I’m using the following code to preprocess a user’s query to identify which tool schema I should send to an Assistant:
import json
import os
import time
from dataclasses import dataclass, field
from inspect import cleandoc
from openai import AsyncOpenAI
from pprint import pprint
from rich import inspect
# Configure logging
from app.logging_gold import logging_gold as lg
logger = lg.get_logger(__name__)
client = AsyncOpenAI(organization=os.environ['OPENAI_ORGANIZATION_ID'])
prompt = cleandoc('''
<INSTRUCTIONS>
Select the tools needed to answer the user's query. Return the tools as a JSON array of the tool names or return NULL if there are no relevant tools.
<TOOLS>
tool_save_recipe - Saves a recipe to the database.
tool_add_item_to_inventory - Adds a specified quantity of an item to inventory.
tool_subtract_item_from_inventory - Subtracts a specified quantity of an item from inventory.
tool_set_inventory_amount - Sets the amount of inventory for a given item, discarding existing values.
tool_query_inventory - Requests the amount of inventory for a given item.

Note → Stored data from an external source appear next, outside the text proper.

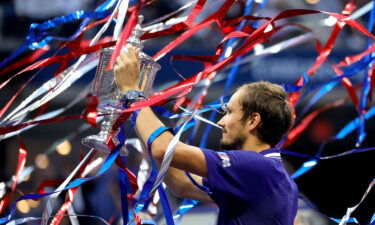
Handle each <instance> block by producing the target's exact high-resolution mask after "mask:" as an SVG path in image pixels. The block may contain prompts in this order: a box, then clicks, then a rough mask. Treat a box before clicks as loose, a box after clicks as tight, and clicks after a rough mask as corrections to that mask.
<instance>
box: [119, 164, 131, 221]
mask: <svg viewBox="0 0 375 225" xmlns="http://www.w3.org/2000/svg"><path fill="white" fill-rule="evenodd" d="M118 179H119V186H120V195H121V196H120V198H121V212H122V220H123V224H128V221H129V204H128V198H127V195H128V192H129V189H128V188H127V187H129V186H130V185H129V178H128V175H127V174H126V172H124V171H123V170H122V169H120V168H119V169H118Z"/></svg>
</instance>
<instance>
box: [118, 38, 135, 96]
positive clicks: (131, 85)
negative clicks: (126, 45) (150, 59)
mask: <svg viewBox="0 0 375 225" xmlns="http://www.w3.org/2000/svg"><path fill="white" fill-rule="evenodd" d="M139 52H140V49H137V50H134V49H133V48H132V47H131V46H129V45H127V46H126V51H121V53H120V55H119V56H118V57H117V59H116V62H117V64H116V66H115V67H114V72H115V82H116V85H117V86H118V88H119V89H120V90H121V93H123V94H124V93H125V92H126V91H128V90H139V88H138V80H139V78H138V77H139V74H140V64H139Z"/></svg>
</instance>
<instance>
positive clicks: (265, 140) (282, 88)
mask: <svg viewBox="0 0 375 225" xmlns="http://www.w3.org/2000/svg"><path fill="white" fill-rule="evenodd" d="M239 90H244V92H243V93H242V96H241V97H240V105H241V107H242V112H243V115H242V118H241V121H242V122H244V121H245V120H246V119H248V118H249V117H250V116H251V115H252V114H253V113H255V112H257V113H259V115H260V117H261V122H260V125H259V126H258V127H257V137H258V138H259V139H260V140H261V141H263V142H265V143H268V144H270V145H271V146H272V147H273V146H275V145H276V144H277V143H278V142H279V141H280V140H281V138H282V137H283V136H284V135H285V134H286V133H287V132H288V130H289V129H290V128H291V126H292V125H293V121H294V116H293V110H292V107H291V105H290V103H289V102H288V100H287V93H286V92H285V90H284V88H283V87H282V86H280V85H278V84H273V83H270V82H267V81H258V82H254V83H249V84H244V85H242V86H241V87H239V88H238V89H237V91H239Z"/></svg>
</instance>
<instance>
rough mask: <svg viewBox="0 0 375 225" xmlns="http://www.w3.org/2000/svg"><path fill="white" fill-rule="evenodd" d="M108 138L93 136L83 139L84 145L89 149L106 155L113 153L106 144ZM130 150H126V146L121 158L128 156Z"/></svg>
mask: <svg viewBox="0 0 375 225" xmlns="http://www.w3.org/2000/svg"><path fill="white" fill-rule="evenodd" d="M105 143H106V138H104V137H102V136H99V135H91V136H88V137H85V138H83V139H82V144H84V145H85V146H87V147H89V148H93V149H94V150H97V151H101V152H105V153H108V154H109V153H111V150H110V149H109V148H108V146H107V145H106V144H105ZM128 153H129V152H128V150H127V149H126V147H125V145H123V147H122V148H121V149H120V155H121V156H127V155H128Z"/></svg>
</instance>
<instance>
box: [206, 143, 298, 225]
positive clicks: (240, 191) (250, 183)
mask: <svg viewBox="0 0 375 225" xmlns="http://www.w3.org/2000/svg"><path fill="white" fill-rule="evenodd" d="M203 152H204V154H205V157H206V161H207V167H208V178H207V179H203V184H204V185H205V186H207V187H209V189H210V191H211V192H212V193H211V194H210V196H211V197H212V199H213V200H214V201H215V202H216V204H217V205H218V206H219V208H220V212H219V219H218V225H222V224H225V225H229V224H250V225H258V224H259V225H267V224H282V225H289V224H293V221H294V218H295V215H296V212H297V196H298V189H297V186H296V184H295V183H294V181H293V180H291V178H290V177H289V176H288V174H287V173H286V171H285V169H284V167H283V164H282V162H281V158H280V154H279V153H278V152H277V150H275V149H268V150H265V151H262V152H261V153H256V152H252V151H244V150H238V151H225V152H214V151H212V150H207V149H203Z"/></svg>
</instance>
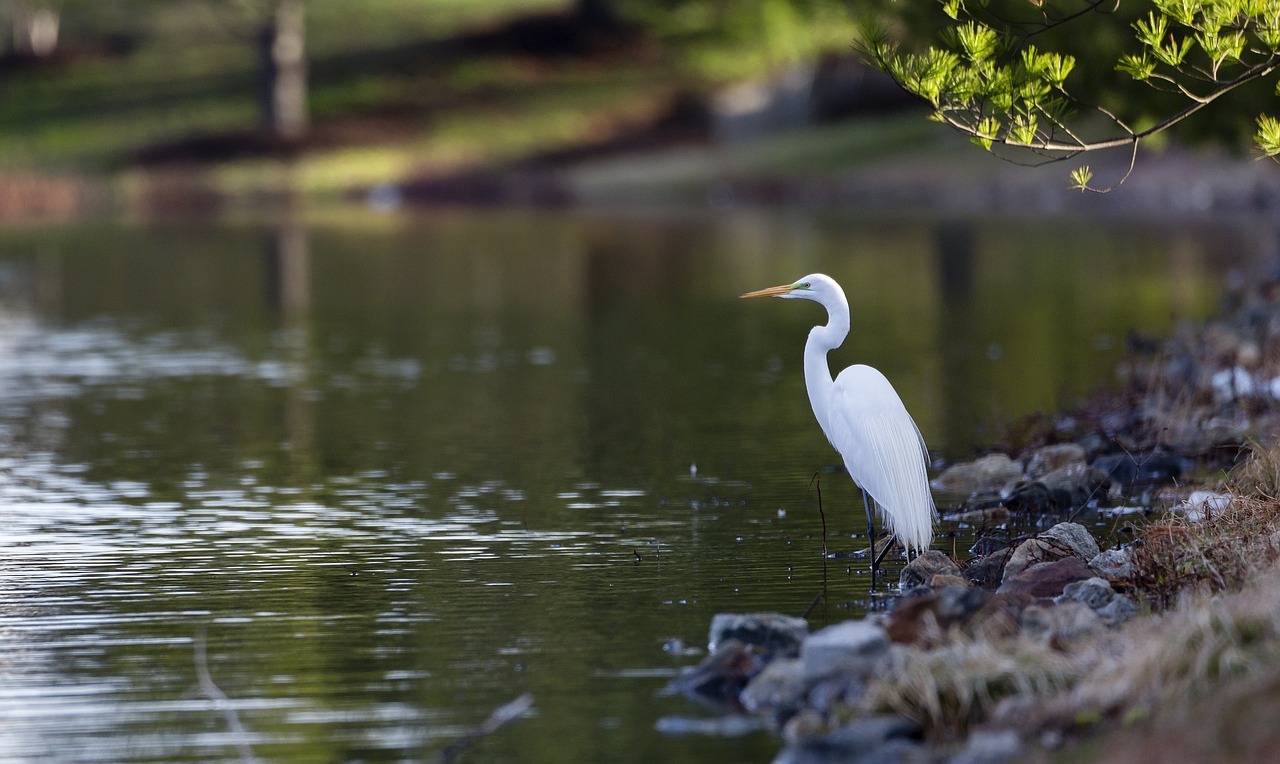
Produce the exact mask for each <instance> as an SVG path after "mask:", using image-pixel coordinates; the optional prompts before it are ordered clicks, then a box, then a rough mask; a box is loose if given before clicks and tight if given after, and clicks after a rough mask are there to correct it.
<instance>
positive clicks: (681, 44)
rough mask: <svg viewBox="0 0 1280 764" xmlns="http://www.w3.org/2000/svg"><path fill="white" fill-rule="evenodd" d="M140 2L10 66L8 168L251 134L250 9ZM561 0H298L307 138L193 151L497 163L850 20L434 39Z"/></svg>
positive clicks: (796, 54) (7, 149)
mask: <svg viewBox="0 0 1280 764" xmlns="http://www.w3.org/2000/svg"><path fill="white" fill-rule="evenodd" d="M138 1H140V3H141V5H140V6H145V10H143V12H142V13H138V14H137V15H138V18H141V19H142V20H138V19H137V18H134V17H133V15H131V14H129V13H128V10H127V8H128V6H129V4H120V3H101V4H92V3H76V4H68V6H67V9H65V13H64V29H65V33H64V42H65V46H64V51H65V54H64V56H63V60H60V61H58V63H55V64H50V65H42V67H23V68H10V70H8V72H4V73H3V77H4V83H5V93H4V97H3V99H0V171H6V170H8V171H27V170H37V171H38V170H49V169H65V170H72V171H99V173H115V171H119V170H122V169H128V168H131V166H132V165H133V163H134V160H136V159H137V157H138V156H140V154H142V152H146V151H151V150H154V148H155V147H156V146H161V147H164V146H175V145H177V146H182V145H183V142H184V141H198V139H205V141H206V143H207V141H209V139H223V141H224V143H225V142H234V141H236V139H238V138H237V137H242V136H250V134H251V133H252V131H253V129H255V128H256V124H257V118H259V115H257V102H256V87H257V73H256V61H257V52H256V49H255V33H256V28H257V23H259V19H256V18H253V17H252V15H248V14H246V13H242V12H236V10H233V9H234V8H236V4H230V3H224V4H220V5H219V4H215V3H207V1H205V0H188V1H182V3H161V1H148V0H138ZM570 5H571V4H570V3H568V0H558V1H556V0H369V1H365V3H360V4H349V3H337V1H328V0H326V1H321V3H308V4H307V33H308V59H310V64H311V93H310V99H311V114H312V119H314V123H315V137H314V138H312V142H311V143H310V145H308V147H307V148H306V151H305V152H303V154H302V155H301V157H300V159H298V160H297V161H293V163H291V164H288V166H287V168H285V165H284V163H280V161H278V160H274V159H270V156H264V155H262V154H261V152H253V151H248V152H244V154H241V155H237V152H236V151H224V154H225V155H214V156H204V157H202V160H204V161H205V164H207V165H209V166H210V168H211V171H212V174H211V177H212V178H214V180H215V182H216V183H218V184H219V186H220V187H223V188H227V189H233V191H251V189H260V188H264V187H271V186H276V184H279V183H282V182H284V178H285V177H287V178H288V182H289V183H293V184H296V186H301V187H302V188H303V189H307V191H311V192H326V191H338V189H342V188H346V187H349V186H352V184H367V183H376V182H384V180H396V179H399V178H402V177H406V175H411V174H420V173H422V171H443V170H448V169H451V168H457V166H466V165H474V164H488V163H495V161H504V160H511V159H517V157H521V156H525V155H529V154H534V152H539V151H545V150H548V148H557V147H562V146H571V145H575V143H579V142H584V141H594V139H600V138H605V137H608V136H609V134H611V133H612V132H613V131H617V129H618V128H620V125H626V124H635V123H644V122H646V120H649V119H652V118H653V116H654V115H655V114H658V113H660V111H662V110H663V109H664V107H667V104H668V100H669V97H671V95H672V93H673V92H675V91H677V90H692V91H707V90H710V88H712V87H714V84H716V83H719V82H727V81H732V79H736V78H742V77H750V76H759V74H760V73H763V72H767V70H769V69H771V68H776V67H777V65H780V64H783V63H786V61H788V60H794V59H795V58H799V56H808V55H812V54H813V52H814V51H817V50H832V49H836V50H840V49H847V46H849V44H850V41H851V40H852V35H854V32H852V23H851V20H850V19H849V17H847V14H846V13H845V12H844V10H841V9H840V8H841V6H840V5H838V4H836V3H832V4H829V5H828V6H826V9H824V10H822V9H819V10H817V12H812V13H809V14H805V15H801V14H799V13H796V12H794V10H791V6H790V4H787V3H783V1H781V0H741V1H740V3H739V1H736V3H731V4H726V3H717V1H712V0H708V1H707V3H701V4H699V3H692V4H687V5H686V6H685V8H684V9H682V10H681V12H680V13H657V12H641V13H650V15H649V17H648V18H641V19H639V20H641V22H643V23H644V24H645V29H646V33H645V36H644V38H643V40H641V41H640V42H639V44H637V45H635V46H634V47H632V49H628V50H623V51H620V52H617V54H614V55H609V54H608V52H605V54H599V52H598V54H595V55H593V56H590V59H579V58H573V56H558V58H557V56H548V58H536V56H522V55H500V54H490V55H484V56H461V55H444V54H442V51H447V50H449V49H447V47H444V46H442V42H443V41H448V40H451V38H454V37H456V36H457V35H460V33H462V32H467V31H475V29H480V28H486V27H493V26H495V24H498V23H500V22H503V20H509V19H512V18H516V17H521V15H526V14H530V13H538V12H554V10H563V9H567V8H568V6H570ZM215 9H220V10H215ZM111 50H114V52H111ZM221 148H227V146H225V145H224V146H221Z"/></svg>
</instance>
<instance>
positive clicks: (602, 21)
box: [575, 0, 620, 29]
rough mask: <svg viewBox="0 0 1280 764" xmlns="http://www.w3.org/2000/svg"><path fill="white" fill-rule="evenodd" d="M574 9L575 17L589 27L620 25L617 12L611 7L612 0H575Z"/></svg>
mask: <svg viewBox="0 0 1280 764" xmlns="http://www.w3.org/2000/svg"><path fill="white" fill-rule="evenodd" d="M575 10H576V12H577V18H580V19H581V20H582V22H584V23H585V24H586V26H589V27H596V28H599V29H616V28H617V27H618V26H620V22H618V12H617V9H616V8H613V0H577V3H576V5H575Z"/></svg>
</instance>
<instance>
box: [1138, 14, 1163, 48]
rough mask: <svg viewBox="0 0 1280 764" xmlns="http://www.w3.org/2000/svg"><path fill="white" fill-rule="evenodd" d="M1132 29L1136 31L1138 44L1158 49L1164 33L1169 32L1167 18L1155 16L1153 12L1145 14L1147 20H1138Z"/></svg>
mask: <svg viewBox="0 0 1280 764" xmlns="http://www.w3.org/2000/svg"><path fill="white" fill-rule="evenodd" d="M1133 27H1134V28H1135V29H1138V42H1142V44H1143V45H1146V46H1147V47H1160V42H1161V40H1164V38H1165V32H1167V31H1169V17H1166V15H1156V13H1155V12H1151V13H1148V14H1147V19H1146V20H1143V19H1138V20H1137V22H1134V24H1133Z"/></svg>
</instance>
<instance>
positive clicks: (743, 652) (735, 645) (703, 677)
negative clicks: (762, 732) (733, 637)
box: [667, 640, 765, 706]
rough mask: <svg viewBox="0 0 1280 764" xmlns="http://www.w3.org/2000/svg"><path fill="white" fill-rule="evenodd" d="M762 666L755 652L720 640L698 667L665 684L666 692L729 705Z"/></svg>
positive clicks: (727, 640)
mask: <svg viewBox="0 0 1280 764" xmlns="http://www.w3.org/2000/svg"><path fill="white" fill-rule="evenodd" d="M764 665H765V662H764V658H763V657H762V655H760V653H759V651H758V649H755V648H751V646H749V645H744V644H742V642H740V641H737V640H723V641H722V642H721V644H719V645H717V646H716V651H714V653H710V654H709V655H707V658H703V660H701V662H700V663H699V664H698V665H695V667H692V668H690V669H689V671H686V672H684V673H682V674H680V676H678V677H676V678H675V680H672V681H671V682H668V683H667V691H668V692H680V694H681V695H685V696H687V697H696V699H700V700H707V701H710V703H712V704H716V705H721V704H723V705H728V706H732V705H735V704H737V699H739V695H740V694H741V692H742V690H744V688H745V687H746V685H748V682H750V681H751V678H753V677H755V676H756V674H758V673H760V671H762V669H764Z"/></svg>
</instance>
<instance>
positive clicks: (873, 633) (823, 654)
mask: <svg viewBox="0 0 1280 764" xmlns="http://www.w3.org/2000/svg"><path fill="white" fill-rule="evenodd" d="M887 650H888V632H886V631H884V628H883V627H881V626H879V625H877V623H872V622H870V621H845V622H844V623H836V625H835V626H828V627H827V628H823V630H819V631H815V632H813V633H812V635H809V637H808V639H806V640H805V641H804V642H803V644H801V645H800V660H803V662H804V674H805V678H806V680H808V681H817V680H820V678H823V677H828V676H832V674H836V673H841V674H851V676H855V677H865V676H868V674H869V673H870V671H872V665H873V664H874V662H876V660H877V659H878V658H879V657H881V655H883V654H884V653H886V651H887Z"/></svg>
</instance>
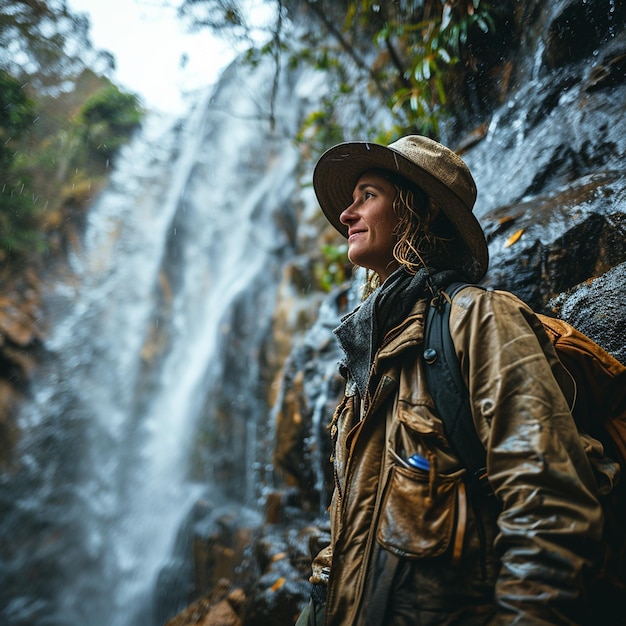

tool_modify_inventory_by_recipe - Adjusts the inventory by removing the ingredients needed to produce the specified quantity of a recipe.
tool_email_nutrition_label_for_recipe - Retrieves the nutrition information for a given recipe by its name and emails it to a specified address.
tool_flavor_pairings_for_juice_ingredient - Returns a list of ingredients with flavors that compliment the ingredient(s) that the user specifies.
tool_how_much_nutrient_in_food - Returns the amount of a given nutrient in a food.
tool_which_foods_high_in_nutrient - Returns a list of foods ordered by content of the requested nutrient.
tool_which_foods_for_condition - Returns a list of foods ordered by effectiveness for helping a user manage a health condition or reach a health goal.
''')
schema = {
"type": "json_schema",
"json_schema": {
"name": "tool_selector_schema",
"schema": {
"type": "object",
"properties": {
"query_result": {
"type": ["array", "null"],
"items": {
"type": "string"
}
}
},
"required": ["query_result"],
"additionalProperties": False
},
"strict": True
}
}
@dataclass
class ToolSelectionResult:
tools: list[str]|None
tokens_total: int
tokens_prompt: int
tokens_completion: int
completion_time: float
def __str__(self) -> str:
from pprint import pformat
completion_info = pformat({'tools': self.tools, 'tokens_total': self.tokens_total, 'tokens_prompt': self.tokens_prompt, 'tokens_completion': self.tokens_completion, 'completion_time': self.completion_time})
return ("Completion Response:\n"
f"{completion_info}\n"
f"\nUsage Details:\n"
f" Prompt Tokens: {self.tokens_prompt}\n"
f" Completion Tokens: {self.tokens_completion}\n"
f" Total Tokens: {self.tokens_total}\n")
async def get_tools_for_query(query: str) -> ToolSelectionResult:
'''
Gets a list of tools for a given message.
'''
start_time = time.time()
completion = await client.chat.completions.create(
model='gpt-4o-mini',
# response_format={"type": "json_object"},
# response_format={"type": "text"},
response_format=schema,
messages=[
{'role':'system', 'content':prompt},
{'role':'user', 'content': '<QUERY>\n'+query}
]
)
end_time = time.time()
completion_time = end_time-start_time
if len(completion.choices) > 1: # curious to see if any queries produce multiple choices...probably never
logger.warn(f"Got multiple choices for query: [{query}]. Choices: [{completion.choices}]")
print(completion.choices[0].message.content)
response_message = completion.choices[0].message.content
# tools = json.loads(response_message).get('query_result')
tools = response_message
result = ToolSelectionResult(
tools=tools,
tokens_total=completion.usage.total_tokens,
tokens_prompt=completion.usage.prompt_tokens,
tokens_completion=completion.usage.completion_tokens,
completion_time=completion_time
)
print(result)
return result
Timing this call with something simple like “add 10lb apples to inventory” usually completes in about 500ms, but every few runs it takes as many as 2800ms running the exact same query. When using a response_type of text
or json_object
there’s no random speed drop, so I believe it has to do with the schema. Has anyone else noticed similar performance issues?